Dear President Trump,
This morning I took the early Alaska flight out of Seattle to Reagan National and as I was going down the ramp to board the plane I started getting migraine lights in my right field of vision. Not good. Because she did an organizational overhaul of my travel backpack last night, I texted Laura to see if there was Tylenol in there because I didn’t want to go digging around looking for it if she knew it wasn’t there. It was the weirdest thing — as I spelled out Tylenol I overheard someone behind me say the word “Tylenol.” Since Laura let me know that I didn’t, in fact, have any, I asked the people behind me if they were the ones talking about Tylenol. They weren’t, but the people behind them were and the woman kindly gave me two of them. Then the people right behind me wanted to know where I was sitting so they could check on me. The flight attendant gave me water as I boarded the plane and the woman sitting next to me overheard the person checking on me and made sure I left the flight with three more Tylenol caps, just in case. I’ve never had a nicer migraine.

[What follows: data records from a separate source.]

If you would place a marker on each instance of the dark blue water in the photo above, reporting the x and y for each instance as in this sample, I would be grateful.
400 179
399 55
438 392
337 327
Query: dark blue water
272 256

It was truly lovely to be so taken care of by total strangers who didn’t hesitate to help me. Have you ever been in this sort of position where you needed to literally rely on the kindness of strangers you weren’t paying to get through something? I’m pretty shy so it was hard to make myself find the Tylenol lady, but I knew if I didn’t get some meds in while the lights were still happening the flight would be miserable. So I asked. And I was helped. And the pain never came. And it was good.
I usually get migraines when I’ve been pushing too hard at work and not allowing myself enough downtime, and they always happen when I have unscheduled, unstructured time like the 5 hours of travel today. I had dutifully loaded my laptop with all sorts of things I need to work on, but between the migraine and the nice woman sitting next to me who liked what I was knitting, I didn’t even open the laptop. We just talked the whole time and I didn’t work at all. And this evening I hung out with two more people and just talked and listened. It’s probably been the best migraine day ever.
May we all be safe to lean into the crowd now and then.
May we all be happy to let someone help us.
May we trust that it’s often healthy to go ahead and ask for what we need.
May we make peace with the universe when things don’t go as planned.